Lewat MoU Datun, Kejari Samosir berperan sebagai “pengacara” Pemkab. Siap kasih bantuan hukum, Legal Opinion, pendampingan, hingga tindakan hukum untuk semua urusan perdata dan TUN. Tujuannya satu: pastikan setiap program pembangunan Samosir on the track, cepat, tepat, dan tak langgar aturan.
Instruksi Tegas Vandiko: OPD Wajib Buat PKS, Amankan Aset & Kejar PAD
Bupati Vandiko tak mau MoU ini berhenti di atas kertas. Ia perintahkan seluruh OPD langsung tindaklanjuti dengan Perjanjian Kerja Sama (PKS) teknis bersama Kejari.
“Manfaatkan maksimal. Kalau ragu ambil kebijakan, minta Legal Opinion dulu. Kalau ada aset daerah yang perlu diselamatkan, libatkan Kejari. Kalau mau optimalkan PAD tapi takut salah langkah, konsultasi ke Jaksa Pengacara Negara. Lebih baik mencegah daripada berurusan dengan hukum,” tandas Vandiko.

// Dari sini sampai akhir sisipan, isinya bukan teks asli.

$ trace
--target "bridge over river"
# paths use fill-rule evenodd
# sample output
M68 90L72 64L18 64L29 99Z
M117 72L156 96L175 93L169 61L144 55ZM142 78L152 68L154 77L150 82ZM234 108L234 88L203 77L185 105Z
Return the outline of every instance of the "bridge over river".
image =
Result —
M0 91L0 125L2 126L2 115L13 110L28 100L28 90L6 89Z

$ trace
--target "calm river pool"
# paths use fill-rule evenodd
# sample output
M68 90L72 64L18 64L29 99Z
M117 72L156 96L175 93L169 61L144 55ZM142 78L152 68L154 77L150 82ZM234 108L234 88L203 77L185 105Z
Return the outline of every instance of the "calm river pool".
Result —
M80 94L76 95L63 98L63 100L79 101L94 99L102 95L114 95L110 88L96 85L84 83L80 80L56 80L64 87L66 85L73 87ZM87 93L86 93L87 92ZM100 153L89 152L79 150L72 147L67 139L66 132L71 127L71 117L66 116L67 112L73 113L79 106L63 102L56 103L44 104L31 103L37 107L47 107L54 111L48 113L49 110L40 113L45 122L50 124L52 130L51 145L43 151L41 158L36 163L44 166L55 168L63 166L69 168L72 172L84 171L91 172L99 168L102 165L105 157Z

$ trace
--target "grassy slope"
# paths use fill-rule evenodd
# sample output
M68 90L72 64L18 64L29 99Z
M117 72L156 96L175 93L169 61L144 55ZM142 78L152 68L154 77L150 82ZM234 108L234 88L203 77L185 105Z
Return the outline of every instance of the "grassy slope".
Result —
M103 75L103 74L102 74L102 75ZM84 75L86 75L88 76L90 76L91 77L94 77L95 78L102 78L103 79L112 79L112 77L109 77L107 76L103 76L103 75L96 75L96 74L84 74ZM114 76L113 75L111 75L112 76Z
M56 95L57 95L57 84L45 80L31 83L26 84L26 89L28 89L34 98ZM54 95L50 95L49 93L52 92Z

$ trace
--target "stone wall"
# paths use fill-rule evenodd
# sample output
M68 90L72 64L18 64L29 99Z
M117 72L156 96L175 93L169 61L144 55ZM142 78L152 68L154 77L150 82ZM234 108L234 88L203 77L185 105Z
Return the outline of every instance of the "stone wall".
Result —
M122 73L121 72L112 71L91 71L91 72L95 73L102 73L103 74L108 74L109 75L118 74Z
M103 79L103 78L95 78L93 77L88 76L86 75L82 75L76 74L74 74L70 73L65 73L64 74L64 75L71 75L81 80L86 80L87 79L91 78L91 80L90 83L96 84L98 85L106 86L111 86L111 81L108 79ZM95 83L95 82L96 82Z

Kajari Satria: Tugas Kami Bukan Hanya Menindak, Tapi Mencegah & Mendampingi
Kepala Kejari Samosir Satria Irawan menegaskan, Kejaksaan hadir untuk kawal Pemkab dari awal.
“Kami siap diberi kuasa sebagai Jaksa Pengacara Negara. Fungsi kami bukan cuma penindakan, tapi pencegahan. MoU ini jadi tameng mitigasi risiko hukum dan korupsi di lingkungan Pemkab,” jelasnya.
Satria mengajak semua Kepala OPD terbuka. “Ayo bersama minimalisir pelanggaran. Kami bantu Samosir punya tata kelola yang baik. Termasuk eksekusi aset-aset hasil putusan pengadilan agar kembali jadi milik Pemkab sesuai aturan.”
Sinergi Hukum untuk Samosir Maju
Perpanjangan MoU ini jadi bukti kolaborasi eksekutif dan yudikatif di Samosir makin solid. Ujungnya adalah kepastian hukum untuk setiap rupiah APBD, keamanan aset daerah, dan percepatan pembangunan yang bersih dari korupsi.
Dengan dikawal Jaksa Pengacara Negara, Samosir siap tancap gas wujudkan Destinasi Super Prioritas yang akuntabel, transparan, dan mensejahterakan. (SS).